On the eve of the election, the US, Britain, France, Germany and Italy said the poll was “neither free nor fair”, and Syria’s fragmented opposition has called it a “farce.”
But they will watch powerless as few doubt Assad will trounce his two virtually unknown challengers to win a fourth term, in a war-battered country mired in economic crisis.
The controversial vote is the second election since the start of a decade-long civil war that has killed over 388,000 people and displaced half the pre-war population.
Huge election posters glorifying Assad have mushroomed across the two-thirds of the country under his control.
State media, which showed long queues forming outside polling stations in the morning, said at midnight (2100 GMT) polls had closed, after having reported that they would be kept open five hours beyond the planned closing time.
It said counting had started.
Hundreds of students clamored to vote outside Damascus University.
“I came to vote for Bashar al-Assad because he is the only man who withstood 10 years of war,” said 26-year-old Kinan al-Khatib.
Around him, students chanted: “With our blood and with our souls, we sacrifice our lives for you, Bashar.”
The result is not expected before Friday evening.
The election takes place amid the lowest levels of violence since 2011 — but with an economy in free fall.
More than 80 percent of the population live in poverty, and the Syrian pound has plunged in value against the dollar, causing skyrocketing inflation.
Assad’s campaign slogan, “Hope through work”, evokes the colossal reconstruction needed to rebuild the country, requiring billions of dollars in funding.
Assad, a 55-year-old ophthalmologist by training, was first elected by referendum in 2000 after the death of his father Hafez, who had ruled Syria for 30 years.
Standing against him are former state minister Abdallah Salloum Abdallah and Mahmud Merhi, a member of the so-called “tolerated opposition”, long dismissed by exiled opposition leaders as an extension of the regime.
“I don’t know the other candidates at all and I respect their nomination but my vote will definitely go to Assad,” Khatib said.

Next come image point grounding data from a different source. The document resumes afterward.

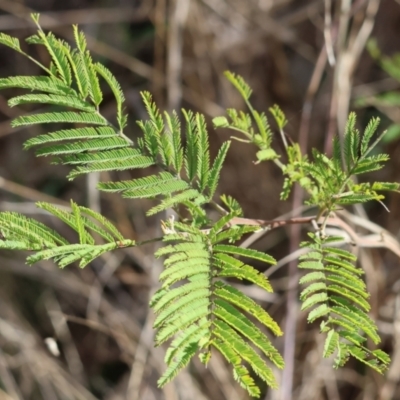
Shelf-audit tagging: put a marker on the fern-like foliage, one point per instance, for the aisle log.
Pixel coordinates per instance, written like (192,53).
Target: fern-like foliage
(202,311)
(335,291)
(336,294)
(196,307)
(21,233)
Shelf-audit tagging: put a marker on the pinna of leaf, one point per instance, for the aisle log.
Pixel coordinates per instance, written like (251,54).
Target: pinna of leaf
(198,308)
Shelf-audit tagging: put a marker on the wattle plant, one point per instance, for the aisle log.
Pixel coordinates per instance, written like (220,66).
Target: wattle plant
(196,306)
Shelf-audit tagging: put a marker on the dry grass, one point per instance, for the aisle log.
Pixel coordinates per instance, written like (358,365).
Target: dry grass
(308,56)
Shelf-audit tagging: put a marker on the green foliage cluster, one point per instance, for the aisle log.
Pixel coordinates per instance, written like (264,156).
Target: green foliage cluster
(196,308)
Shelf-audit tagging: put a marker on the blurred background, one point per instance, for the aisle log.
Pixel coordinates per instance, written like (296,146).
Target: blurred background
(308,56)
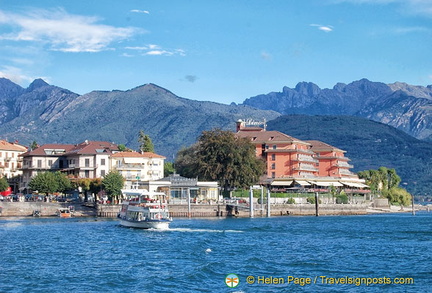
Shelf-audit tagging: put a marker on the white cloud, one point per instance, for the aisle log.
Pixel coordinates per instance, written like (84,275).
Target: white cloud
(156,50)
(417,7)
(140,11)
(324,28)
(62,31)
(266,56)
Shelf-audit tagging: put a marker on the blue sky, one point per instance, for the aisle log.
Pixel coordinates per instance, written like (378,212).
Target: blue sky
(215,50)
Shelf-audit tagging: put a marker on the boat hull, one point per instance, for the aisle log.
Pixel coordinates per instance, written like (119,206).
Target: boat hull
(145,224)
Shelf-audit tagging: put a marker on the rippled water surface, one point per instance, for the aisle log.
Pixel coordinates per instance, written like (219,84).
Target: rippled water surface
(97,255)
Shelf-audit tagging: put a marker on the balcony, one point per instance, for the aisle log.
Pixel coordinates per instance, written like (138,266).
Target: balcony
(343,165)
(303,158)
(305,167)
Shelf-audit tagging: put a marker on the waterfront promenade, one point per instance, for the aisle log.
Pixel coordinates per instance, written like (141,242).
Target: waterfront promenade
(48,209)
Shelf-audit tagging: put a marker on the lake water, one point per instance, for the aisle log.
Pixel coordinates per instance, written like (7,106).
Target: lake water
(279,254)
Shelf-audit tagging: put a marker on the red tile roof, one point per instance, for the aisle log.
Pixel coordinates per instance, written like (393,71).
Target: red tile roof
(93,148)
(269,137)
(319,146)
(137,155)
(7,146)
(41,151)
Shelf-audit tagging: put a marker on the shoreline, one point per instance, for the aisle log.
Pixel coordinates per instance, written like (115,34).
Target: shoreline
(47,209)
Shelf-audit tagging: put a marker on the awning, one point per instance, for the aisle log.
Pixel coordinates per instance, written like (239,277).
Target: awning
(282,183)
(134,160)
(354,184)
(325,183)
(302,182)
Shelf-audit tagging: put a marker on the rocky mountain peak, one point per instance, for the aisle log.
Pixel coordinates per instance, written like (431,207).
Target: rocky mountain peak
(37,83)
(307,88)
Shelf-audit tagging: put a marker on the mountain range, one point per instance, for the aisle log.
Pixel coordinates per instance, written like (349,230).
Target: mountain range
(403,106)
(49,114)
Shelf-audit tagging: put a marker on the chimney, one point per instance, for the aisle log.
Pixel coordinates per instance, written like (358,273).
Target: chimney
(239,125)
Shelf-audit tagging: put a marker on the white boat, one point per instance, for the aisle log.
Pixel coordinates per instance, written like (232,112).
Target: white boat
(145,210)
(64,213)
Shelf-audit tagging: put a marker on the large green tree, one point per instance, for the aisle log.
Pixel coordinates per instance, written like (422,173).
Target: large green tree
(221,156)
(168,169)
(146,144)
(63,182)
(385,181)
(382,179)
(44,183)
(113,183)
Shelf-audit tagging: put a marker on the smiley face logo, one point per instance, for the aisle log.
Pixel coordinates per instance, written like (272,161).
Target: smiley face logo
(232,280)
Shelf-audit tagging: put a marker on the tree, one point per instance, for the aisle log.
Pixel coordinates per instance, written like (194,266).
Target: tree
(146,145)
(63,183)
(4,185)
(186,161)
(220,155)
(168,169)
(381,180)
(34,145)
(113,183)
(44,183)
(386,181)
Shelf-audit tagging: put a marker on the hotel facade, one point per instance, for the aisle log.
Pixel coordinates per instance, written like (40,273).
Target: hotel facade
(291,161)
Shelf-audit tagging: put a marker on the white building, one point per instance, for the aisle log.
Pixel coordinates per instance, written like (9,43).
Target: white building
(138,167)
(10,161)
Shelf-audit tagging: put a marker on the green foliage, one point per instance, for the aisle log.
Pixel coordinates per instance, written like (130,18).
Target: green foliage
(122,148)
(113,183)
(186,162)
(342,198)
(220,156)
(398,195)
(146,144)
(311,200)
(4,185)
(291,200)
(46,182)
(380,180)
(95,185)
(168,169)
(34,145)
(63,183)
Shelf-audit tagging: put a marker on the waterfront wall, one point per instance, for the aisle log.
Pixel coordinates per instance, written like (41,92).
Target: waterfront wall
(46,209)
(23,209)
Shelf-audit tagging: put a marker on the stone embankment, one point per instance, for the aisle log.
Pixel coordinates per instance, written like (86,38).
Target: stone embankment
(46,209)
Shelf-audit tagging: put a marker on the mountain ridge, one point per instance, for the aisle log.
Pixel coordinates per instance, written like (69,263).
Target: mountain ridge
(363,98)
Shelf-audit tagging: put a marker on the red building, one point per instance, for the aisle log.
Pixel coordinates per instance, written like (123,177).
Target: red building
(293,161)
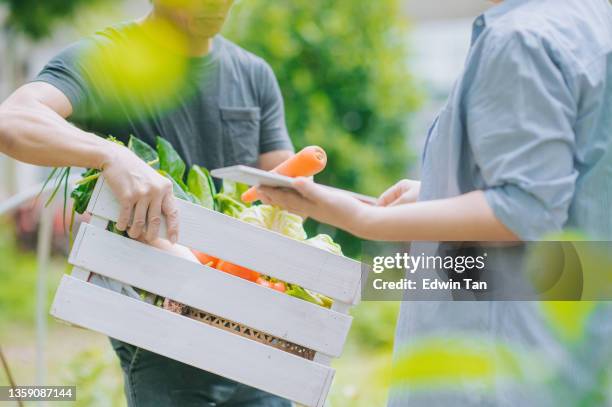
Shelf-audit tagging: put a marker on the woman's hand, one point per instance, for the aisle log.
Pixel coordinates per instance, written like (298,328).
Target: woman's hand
(404,192)
(308,199)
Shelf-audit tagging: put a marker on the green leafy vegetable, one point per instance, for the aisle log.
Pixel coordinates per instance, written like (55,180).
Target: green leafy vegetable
(229,206)
(200,184)
(325,242)
(235,190)
(144,151)
(171,162)
(275,219)
(178,190)
(82,194)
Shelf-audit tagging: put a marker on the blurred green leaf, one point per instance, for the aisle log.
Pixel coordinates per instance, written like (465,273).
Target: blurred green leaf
(171,162)
(143,151)
(201,186)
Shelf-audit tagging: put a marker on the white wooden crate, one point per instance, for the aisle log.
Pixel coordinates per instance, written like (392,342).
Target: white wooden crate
(271,314)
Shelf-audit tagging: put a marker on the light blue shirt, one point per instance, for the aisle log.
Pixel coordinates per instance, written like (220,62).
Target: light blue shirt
(529,122)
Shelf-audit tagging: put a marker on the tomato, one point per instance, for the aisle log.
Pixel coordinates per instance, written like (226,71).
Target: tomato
(237,270)
(263,282)
(205,259)
(279,286)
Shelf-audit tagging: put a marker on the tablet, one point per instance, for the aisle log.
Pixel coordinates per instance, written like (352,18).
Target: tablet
(254,176)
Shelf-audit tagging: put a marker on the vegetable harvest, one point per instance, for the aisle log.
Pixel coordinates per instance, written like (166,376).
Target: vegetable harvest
(196,186)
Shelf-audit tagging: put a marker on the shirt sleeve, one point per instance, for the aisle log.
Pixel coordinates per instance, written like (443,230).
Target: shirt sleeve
(274,135)
(520,114)
(67,73)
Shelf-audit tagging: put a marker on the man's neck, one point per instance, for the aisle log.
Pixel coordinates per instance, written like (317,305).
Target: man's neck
(190,46)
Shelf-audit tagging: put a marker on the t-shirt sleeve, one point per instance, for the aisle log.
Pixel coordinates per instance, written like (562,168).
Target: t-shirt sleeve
(274,135)
(520,125)
(67,73)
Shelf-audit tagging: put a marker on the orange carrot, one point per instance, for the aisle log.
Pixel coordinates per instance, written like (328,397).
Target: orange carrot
(308,162)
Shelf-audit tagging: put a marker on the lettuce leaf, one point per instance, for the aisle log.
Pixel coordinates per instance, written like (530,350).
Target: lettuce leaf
(275,219)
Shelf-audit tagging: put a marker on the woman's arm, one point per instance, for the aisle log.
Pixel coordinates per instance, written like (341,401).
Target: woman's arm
(463,218)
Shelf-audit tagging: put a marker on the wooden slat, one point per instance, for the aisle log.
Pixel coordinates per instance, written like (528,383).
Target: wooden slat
(210,290)
(255,248)
(191,342)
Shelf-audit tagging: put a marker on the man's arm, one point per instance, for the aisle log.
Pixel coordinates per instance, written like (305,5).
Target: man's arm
(275,145)
(34,129)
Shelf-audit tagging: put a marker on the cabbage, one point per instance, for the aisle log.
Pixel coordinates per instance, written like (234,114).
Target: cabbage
(275,219)
(325,242)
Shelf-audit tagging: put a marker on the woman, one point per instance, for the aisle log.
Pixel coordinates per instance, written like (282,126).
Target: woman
(522,150)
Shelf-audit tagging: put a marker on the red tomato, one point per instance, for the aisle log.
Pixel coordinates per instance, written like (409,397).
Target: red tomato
(237,270)
(205,259)
(279,286)
(263,282)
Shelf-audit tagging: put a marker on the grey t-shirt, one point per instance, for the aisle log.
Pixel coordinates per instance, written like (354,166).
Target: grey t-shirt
(219,110)
(222,109)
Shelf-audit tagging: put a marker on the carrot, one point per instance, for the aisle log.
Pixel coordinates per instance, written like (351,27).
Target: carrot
(309,161)
(237,270)
(206,259)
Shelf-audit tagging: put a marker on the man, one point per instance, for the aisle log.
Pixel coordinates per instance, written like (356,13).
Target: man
(168,74)
(522,150)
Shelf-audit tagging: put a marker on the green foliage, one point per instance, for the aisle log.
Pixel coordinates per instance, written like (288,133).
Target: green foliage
(200,184)
(170,161)
(374,325)
(18,276)
(96,374)
(342,67)
(36,18)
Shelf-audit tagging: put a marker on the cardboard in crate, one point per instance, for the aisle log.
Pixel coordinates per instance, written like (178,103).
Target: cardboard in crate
(235,328)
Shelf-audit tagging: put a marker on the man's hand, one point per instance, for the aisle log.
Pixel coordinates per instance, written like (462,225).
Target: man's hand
(141,190)
(404,192)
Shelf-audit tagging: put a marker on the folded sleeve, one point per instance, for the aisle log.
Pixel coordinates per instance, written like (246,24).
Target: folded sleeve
(66,71)
(520,113)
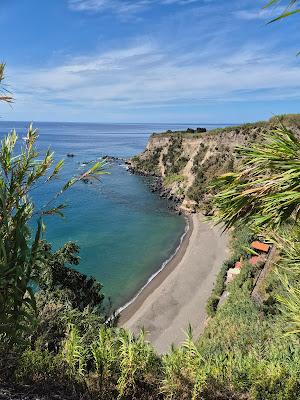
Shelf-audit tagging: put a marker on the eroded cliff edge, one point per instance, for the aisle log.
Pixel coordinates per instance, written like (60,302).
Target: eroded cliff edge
(184,162)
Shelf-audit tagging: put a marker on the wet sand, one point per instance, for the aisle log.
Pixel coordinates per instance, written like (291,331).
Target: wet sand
(177,296)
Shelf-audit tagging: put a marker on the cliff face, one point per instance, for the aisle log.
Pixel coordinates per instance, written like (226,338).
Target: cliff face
(187,162)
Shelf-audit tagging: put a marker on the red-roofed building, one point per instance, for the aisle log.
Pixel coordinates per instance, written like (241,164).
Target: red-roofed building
(260,246)
(253,260)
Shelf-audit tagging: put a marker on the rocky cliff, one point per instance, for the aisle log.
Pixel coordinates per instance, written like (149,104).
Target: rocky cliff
(185,162)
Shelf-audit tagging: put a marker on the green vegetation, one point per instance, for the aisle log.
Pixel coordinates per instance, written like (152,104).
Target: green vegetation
(150,164)
(170,179)
(173,160)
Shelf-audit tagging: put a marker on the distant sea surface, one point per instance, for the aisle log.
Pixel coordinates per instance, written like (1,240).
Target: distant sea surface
(124,231)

Assad has refrained from holding campaign media events and interviews.
But he issued a general amnesty for thousands of prisoners this month, on top of a series of decrees aimed at improving economic conditions.
Last week, thousands of Syrians abroad with the right paperwork cast early ballots in their embassies.
But those who had fled the country illegally — and so who could not show an exit stamp in their passport — were barred from voting.
Several countries that oppose Assad blocked the vote altogether, including Turkey and Germany, which host large Syrian refugee populations.
France’s Foreign Minister Jean-Yves Le Drian said the vote was undermined by the fact that many Syrians at home and abroad were unable to take part.
“These elections are not real elections,” he said.
The UN’s Syria envoy, Geir Pedersen, said the polls were being held under the auspices of the current constitution and “not part of the political (transition) process called for in Security Council Resolution 2254” of December 2015.
“What is required is a Syrian-led and -owned political solution, facilitated by the United Nations and backed by constructive international diplomacy,” he said.
In rebel-held northwestern Syria, home to three million people, hundreds took to the streets to protest on Wednesday, an AFP correspondent said.
They carried posters saying: “No legitimacy for Assad and his elections.”
Protestor Yaqin Beedo called the vote a “sham”.
“It is a lie that regime loyalists actually believe,” she told AFP.
Protests also broke out in Daraa, only parts of which are under the regime’s military control and where some residents called for a boycott.
Kurdish authorities, who have carved out an autonomous zone in the northeast, said they were “not concerned”.
In the last multi-candidate poll in 2014, Assad won 88 percent of the vote.
It took place as the war raged, with the air force bombing rebel areas of second city Aleppo and fierce fighting in Hama, Idlib and Daraa, as well as near Damascus.